Saturday, October 26, 2013

ARC review: Money A Love Story by Kate Northrup

Many thanks to Net Galley and Hay House publishing for providing me with the advanced reader's copy of this book in exchange for an honest review.
Book Synapsis(via Goodreads):
   Having a good relationship with money is tough—whether you have millions in the bank or just a few bucks to your name. Why? Because just like any other relationship, your life with money has its ups and downs, its twists and turns, its breakups and makeups. And just like other relationships, living happily with money really comes down to love. In fact, love is such an essential part of getting and keeping your financial house in order that money maven Kate Northrup made it the basis of her book.     After taking the Money Love Quiz to see where on the spectrum your relationship with money stands—somewhere between “on the outs” and “it’s true love!”—Northrup takes you on a rollicking ride to a better understanding of yourself and your money. Step-by-step exercises that address both the emotional and practical aspects of your financial life help you figure out your personal perceptions of money and wealth and how to change them for the better. You’ll learn about thought patterns that may be holding you back from earning what you’re worth or saving what you can. You’ll learn how to chart your current financial life and create a plan to get you to where you want to be—whether that’s earning enough to live in a penthouse in Manhattan or a cabin in the Rockies.     Using client stories and her own saga of moving from $20,000 in debt to complete financial freedom by the age of 28, Northrup acts as a guide in your quest for personal financial freedom. She’ll teach you how to shift your beliefs about money, create a budget, spend in line with your values, get out of debt, and so much more. In short, she’ll teach you to love your money, so you can love your life.
This insomniac's opinion:
I read this book because I've realized lately how negative my thoughts and feelings are toward money. Even though I live very comfortably, money is a constant source of stress for me. I am always worried about not having enough and it is not a comfortable place to be.

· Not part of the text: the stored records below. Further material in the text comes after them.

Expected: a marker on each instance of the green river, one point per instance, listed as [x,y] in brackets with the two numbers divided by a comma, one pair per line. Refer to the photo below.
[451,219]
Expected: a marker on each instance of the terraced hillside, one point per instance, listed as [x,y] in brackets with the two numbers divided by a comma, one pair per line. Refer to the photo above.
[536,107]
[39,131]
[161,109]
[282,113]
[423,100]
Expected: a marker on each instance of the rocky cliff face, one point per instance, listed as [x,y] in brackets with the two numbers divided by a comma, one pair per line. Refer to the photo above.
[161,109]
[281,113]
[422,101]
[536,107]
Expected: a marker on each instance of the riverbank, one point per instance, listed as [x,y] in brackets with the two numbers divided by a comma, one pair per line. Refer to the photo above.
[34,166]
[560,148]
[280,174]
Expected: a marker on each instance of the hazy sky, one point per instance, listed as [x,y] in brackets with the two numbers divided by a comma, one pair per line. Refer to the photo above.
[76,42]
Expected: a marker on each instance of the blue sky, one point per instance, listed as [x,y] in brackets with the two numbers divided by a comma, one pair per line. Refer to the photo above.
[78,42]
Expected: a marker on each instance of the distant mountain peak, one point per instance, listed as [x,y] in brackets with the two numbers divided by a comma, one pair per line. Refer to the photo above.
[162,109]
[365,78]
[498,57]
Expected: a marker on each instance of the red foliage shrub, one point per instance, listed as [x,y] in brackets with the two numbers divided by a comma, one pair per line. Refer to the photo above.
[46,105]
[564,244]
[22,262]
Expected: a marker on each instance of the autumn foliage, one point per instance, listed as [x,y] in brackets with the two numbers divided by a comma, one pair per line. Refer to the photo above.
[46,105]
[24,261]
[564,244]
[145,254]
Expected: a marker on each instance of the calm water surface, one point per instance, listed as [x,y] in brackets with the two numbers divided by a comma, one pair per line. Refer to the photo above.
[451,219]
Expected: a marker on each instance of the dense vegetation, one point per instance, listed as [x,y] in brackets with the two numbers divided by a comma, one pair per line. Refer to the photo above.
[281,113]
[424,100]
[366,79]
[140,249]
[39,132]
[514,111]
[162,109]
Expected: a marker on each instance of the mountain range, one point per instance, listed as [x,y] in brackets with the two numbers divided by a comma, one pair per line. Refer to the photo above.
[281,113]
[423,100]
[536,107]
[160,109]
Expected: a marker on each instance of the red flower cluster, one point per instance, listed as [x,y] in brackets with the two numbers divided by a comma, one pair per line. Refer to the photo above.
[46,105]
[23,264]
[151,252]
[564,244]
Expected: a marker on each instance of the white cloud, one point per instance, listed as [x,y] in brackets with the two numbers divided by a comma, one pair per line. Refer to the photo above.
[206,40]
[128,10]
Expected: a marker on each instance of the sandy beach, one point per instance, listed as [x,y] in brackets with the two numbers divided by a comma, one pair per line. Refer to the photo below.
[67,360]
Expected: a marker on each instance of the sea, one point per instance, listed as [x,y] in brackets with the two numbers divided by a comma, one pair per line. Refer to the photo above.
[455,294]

I am conflicted on this book. On the one hand, Kate's story is not relatable to the average Joe. She has always been wealthy and went into debt by living way above her means. However, she is down-to-Earth and honest. On the other hand, there are some great suggestions and thoughts in this book.
Worth staying up all night to read?
Much like any non-fiction book, it's not really a page-turner!
Rating: 3 stars- good information at times, but not relatable to most.